Нюшка остановилась и протянула ручонку за «моей» работой. Цапнула, взвесила, оценила объем, кивнула:
— За сегодня не успею, но к завтрашнему дню все излажу. Прислугу еще засажу. Они все грамотные, писать умеют.
Глава тринадцатая
Полковник Винклер
Проснулся от покашливания и легкого позвякиванья чего-то стеклянного. Поднял голову — в комнате зажжена свеча, а за столом сидит
— Ну, наконец-то проснулся, — проворчал Павел Андреевич, вместо того, чтобы извиниться. Пусть это и его кабинет, но сплю-то здесь я.
Когда мы ехали в дом матушкиных родственником, никак не думал, что нас поместят в такие спартанские условия — меня поселят в кабинете хозяина дома, маменьку вместе с Нюшкой — в комнату Ирочки и Мишеньки (дочери хозяев и ее мужа, которые нынче пребывают где-то на службе), да еще и уложат на одну кровать. А нашу прислугу определят на постой в комнату хозяйской прислуги, где уже обитают горничная и кухарка. Как они там поместятся, не понимаю.
А что поделать? Усадьба Винклеров — на Большой Ордынке. Кажется, в этих краях должны селиться исключительно купцы и мещане? Но нет, если это и было, то значительно раньше — лет тридцать, а то и сорок назад, а теперь тут селятся отставные чиновники, не ниже коллежского асессора и отставные военные.
Дом, где обитал полковник с супругой, довольно скромный. Покруче, нежели дом Натальи Никифоровны в Череповце — как-никак, в два этажа, но до нашего фамильного особняка в Новгороде не дотягивает. Но тут Москва, один участок стоит дороже, нежели в Череповце обошелся бы дом с усадьбой. И доходы у семейства Винклеров, хоть и неплохие, но и не запредельные. Пенсия полковника, да какие-то проценты с ценных бумаг, имевшихся у хозяйки. Расходов немного, но, как я уже понял, они помогают семье дочки и, каждый месяц отправляют им энную толику средства. Тоже, все как у нас, в будущем, когда родители помогают своим детям до пенсии.
На первом этаже кухня, чуланы, умывальная, комната для прислуги, гостиная — она же столовая, да кабинет хозяина.

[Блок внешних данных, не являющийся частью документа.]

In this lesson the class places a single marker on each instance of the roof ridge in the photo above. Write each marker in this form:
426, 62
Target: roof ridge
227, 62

На втором — хозяйская спальня, комната дочери, да еще одна комната, пустующая. Раньше она предназначалась для гостей, а теперь это комната любимого внука Андрюши, где ничего не трогают и никого не впускают.
Я, когда мы приехали, тихонько предложил маменьке потихонечку съехать, поселиться в какую-нибудь гостиницу, но куда там! Если остановимся не у родни, обид будет море. Но маменька утешила, что мы тут задержимся ненадолго, на недельку или две, а потом уедем к другим родственникам — тоже двоюродным, а потом к третьим — троюродным. Родня близкая, как же не навестить?
Беда с этими родственниками. Нет, я против них ничего не имею, но напрягает. Особенно, когда они приезжали в гости к родителям, а мне приходилось уступать им свою комнату. Уверен, мы тоже напрягаем Винклеров.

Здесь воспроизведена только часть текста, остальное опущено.